Saturday, February 17, 2018

Thoughts this Week


       Thoughts This Week

By Dan McDonald

 

            My life has often revolved around thoughts. I once was reliably Conservative. I think I felt I needed to have an unassailable world view to secure my place in the world. But then came so many varied thoughts. My unassailable world view became like the story of the Dutch boy putting his finger in the hole of the dike holding back the sea. As more and more leaks occurred in the dike the thought occurred that my project of defending my unassailable walls was failing. Today I don’t know if I am a Conservative, a Liberal, a Progressive, or just a confused soul caught up in the storms of life that I can neither control nor in reality explain. Shakespeare is profound. Lady Macbeth intrigues me, now sometimes I mumble to myself “out damn thoughts.”

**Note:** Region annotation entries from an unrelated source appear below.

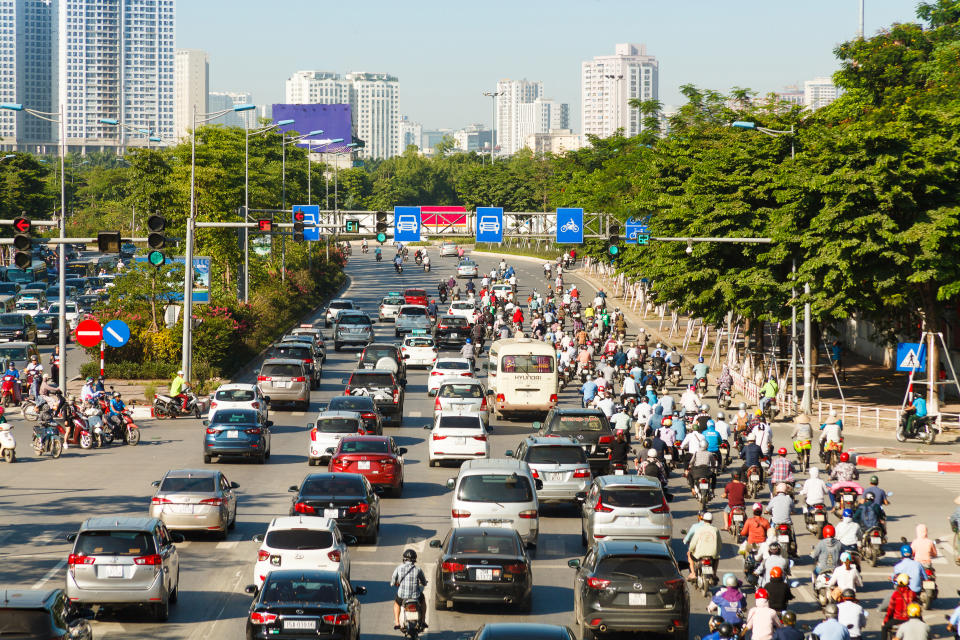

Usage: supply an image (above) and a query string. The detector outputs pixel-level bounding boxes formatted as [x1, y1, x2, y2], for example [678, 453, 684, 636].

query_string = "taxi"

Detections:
[400, 329, 438, 367]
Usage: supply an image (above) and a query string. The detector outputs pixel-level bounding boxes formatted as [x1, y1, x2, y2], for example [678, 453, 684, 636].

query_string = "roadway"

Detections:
[0, 249, 960, 640]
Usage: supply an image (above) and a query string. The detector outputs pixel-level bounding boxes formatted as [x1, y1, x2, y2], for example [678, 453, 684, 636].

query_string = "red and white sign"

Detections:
[75, 320, 103, 347]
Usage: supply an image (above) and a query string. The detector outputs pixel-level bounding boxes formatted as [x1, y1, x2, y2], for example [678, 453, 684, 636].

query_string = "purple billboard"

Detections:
[273, 104, 353, 152]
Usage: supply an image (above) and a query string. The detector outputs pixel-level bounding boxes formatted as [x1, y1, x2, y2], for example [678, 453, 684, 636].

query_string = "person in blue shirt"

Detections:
[890, 544, 926, 599]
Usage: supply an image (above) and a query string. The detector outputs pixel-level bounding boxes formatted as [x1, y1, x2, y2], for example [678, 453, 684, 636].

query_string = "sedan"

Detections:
[203, 409, 273, 464]
[430, 527, 533, 612]
[289, 473, 380, 544]
[329, 436, 407, 498]
[246, 569, 367, 640]
[150, 469, 240, 540]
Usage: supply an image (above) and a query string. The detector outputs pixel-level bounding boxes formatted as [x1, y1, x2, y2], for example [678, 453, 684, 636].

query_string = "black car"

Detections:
[290, 473, 380, 544]
[533, 407, 613, 473]
[433, 315, 470, 347]
[473, 622, 577, 640]
[567, 540, 690, 640]
[0, 313, 37, 342]
[0, 589, 93, 640]
[344, 369, 404, 427]
[246, 569, 367, 640]
[430, 527, 533, 612]
[325, 396, 383, 436]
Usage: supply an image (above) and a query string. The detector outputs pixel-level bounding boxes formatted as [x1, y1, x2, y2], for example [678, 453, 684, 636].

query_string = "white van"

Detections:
[487, 338, 558, 419]
[447, 458, 543, 547]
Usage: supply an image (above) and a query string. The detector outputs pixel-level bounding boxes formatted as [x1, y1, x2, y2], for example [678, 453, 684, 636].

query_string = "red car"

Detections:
[403, 289, 428, 307]
[328, 436, 407, 498]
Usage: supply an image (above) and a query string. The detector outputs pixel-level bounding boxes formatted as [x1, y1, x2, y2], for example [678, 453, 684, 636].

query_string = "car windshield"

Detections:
[74, 531, 156, 556]
[160, 476, 217, 493]
[527, 446, 587, 464]
[317, 418, 360, 433]
[263, 529, 333, 551]
[458, 473, 533, 503]
[260, 577, 342, 605]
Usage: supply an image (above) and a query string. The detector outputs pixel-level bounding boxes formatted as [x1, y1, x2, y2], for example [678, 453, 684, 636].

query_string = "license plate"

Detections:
[283, 620, 317, 629]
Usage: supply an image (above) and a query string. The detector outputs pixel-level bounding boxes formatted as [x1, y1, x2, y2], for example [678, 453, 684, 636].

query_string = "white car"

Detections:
[427, 358, 473, 396]
[253, 516, 353, 589]
[424, 413, 490, 467]
[207, 383, 270, 422]
[400, 333, 439, 367]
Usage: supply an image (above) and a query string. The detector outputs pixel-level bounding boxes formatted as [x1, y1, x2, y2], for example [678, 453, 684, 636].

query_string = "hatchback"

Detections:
[150, 469, 240, 540]
[507, 436, 590, 504]
[66, 516, 183, 622]
[567, 540, 690, 640]
[578, 476, 673, 547]
[203, 409, 273, 464]
[253, 515, 357, 589]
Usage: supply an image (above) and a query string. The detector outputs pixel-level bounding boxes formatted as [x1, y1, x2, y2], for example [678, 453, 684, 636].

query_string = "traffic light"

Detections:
[13, 217, 33, 269]
[97, 231, 121, 253]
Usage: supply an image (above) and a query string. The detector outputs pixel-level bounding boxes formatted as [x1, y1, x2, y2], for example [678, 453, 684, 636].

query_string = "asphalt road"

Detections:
[0, 249, 960, 640]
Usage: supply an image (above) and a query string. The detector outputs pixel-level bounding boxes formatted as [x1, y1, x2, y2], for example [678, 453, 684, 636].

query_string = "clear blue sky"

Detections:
[177, 0, 917, 131]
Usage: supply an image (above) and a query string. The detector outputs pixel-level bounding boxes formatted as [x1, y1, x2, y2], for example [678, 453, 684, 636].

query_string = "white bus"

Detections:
[487, 338, 558, 418]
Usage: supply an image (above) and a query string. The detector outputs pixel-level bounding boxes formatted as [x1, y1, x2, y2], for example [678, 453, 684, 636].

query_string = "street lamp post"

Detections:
[181, 104, 257, 380]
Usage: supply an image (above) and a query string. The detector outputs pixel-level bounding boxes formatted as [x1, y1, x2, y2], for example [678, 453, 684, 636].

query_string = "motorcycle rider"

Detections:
[390, 549, 427, 629]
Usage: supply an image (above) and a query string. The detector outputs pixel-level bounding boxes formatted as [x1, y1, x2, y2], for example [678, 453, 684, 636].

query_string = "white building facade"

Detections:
[580, 43, 660, 138]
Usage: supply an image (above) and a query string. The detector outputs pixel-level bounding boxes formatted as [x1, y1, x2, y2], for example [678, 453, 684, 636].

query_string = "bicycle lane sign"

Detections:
[557, 209, 583, 244]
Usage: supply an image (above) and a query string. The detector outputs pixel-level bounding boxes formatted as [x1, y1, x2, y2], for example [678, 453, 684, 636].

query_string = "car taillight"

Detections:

            We live in a complex world. Our culture is filled with tension and diversity, with that diversity of others often treated as wholly problematic. I am tempted in my simple moments to imagine I have this complex world figured out. When I come to my senses I realize that Ecclesiastes’ understanding of reality is that the wise man learned through his pursuit of a series of pipe dreams to understand that to “fear (is that reverence?) God and keep his commandments – was all upon which he could rely. Beyond this we tend towards some escape valve of vanity. In my life journey of thoughts I have learned that I am not an honest person regarding what the truth is. Whether I was being my Conservative, my radical, my Liberal, my Progressive, or my Cynical expression of my self – there were always those statements from those people with whom I disagreed that I feared because I always knew I had no actual reliable reason from my perspective to be able to actually answer their concern. Whatever my little “o” orthodoxy I held at the moment, I was the kid putting his fingers in the dike to stop the leaking.

            This week I thought a lot about the Florida shooting. The Onion described how the only nation where this happens on a regular basis was struggling with how there were no answers for this dilemma. I suppose our culture is at points unique; both for good and ill. When something like a school shooting takes place many describe the situation much like a leaking roof. In the old Ma and Pa Kettle movies there was a running gag about how Ma Kettle wanted Pa Kettle to fix the roof. Pa Kettle described his dilemma. It wasn’t wise to fix the roof when it was raining, and it didn’t need fixing when the sun was shining. That seems to be the stock answer Conservatives have for gun violence.

            I thought this week about the prophetic hope we are given which describes how swords will be beaten into ploughshares. I wondered if that prophetic hope is something which we are idly to wait for, since it is out of our abilities to bring such an ideal world into being. Or is this like so many of God’s desires for humanity, something for us to discover how we are to participate in the vision becoming reality. What will it take for humankind to learn to make war no more? I began this process of questioning this week imagining the question like some cliché or tautology able to straighten everything else with the repeating of a favored mantra. But I am more of a mystic than a systematic theologian. My mystical view of the world tells me that there is mystery both in godliness and in ungodliness that defies our logic or our capacity to explain rationally either our hope of establishing righteousness or our desire to eliminate ungodliness. That truth of mystery is a reality even in our own attempts to develop personal virtues or do away with personal vices. There is incredible complexity in human behavior, and learning to make war no more is far more difficult than the simple phrase offers its wisdom to our ears.

            Beating our swords will require us to believe that the adoption of tools to cultivate goodness for ourselves and others is preferable to creating tools to defend us from those we fear. I must, hypocritically acknowledge that I still believe there is a necessity in a fallen world for building defenses against the perpetration of evil. Yet I know that every sword created to defend us from our fears is the creation of a weapon instead of a tool capable of cultivating goodness on behalf of my neighbors. I know that increasingly I must envision my life as meant to be a tool for a cultivation of goodness rather than a weapon for endless defenses from the perpetration of evil. I must believe increasingly that love conquers hate, and goodness and virtue is stronger than evil and vice. This must be a principle lived out by faith in the unseen. In the end I have no Conservative, Liberal, or Progressive answer. I have simply the echo of my wounded conscience asking me if I can invest more in plows than swords, more in the cultivation of love than endless defenses answering my fears.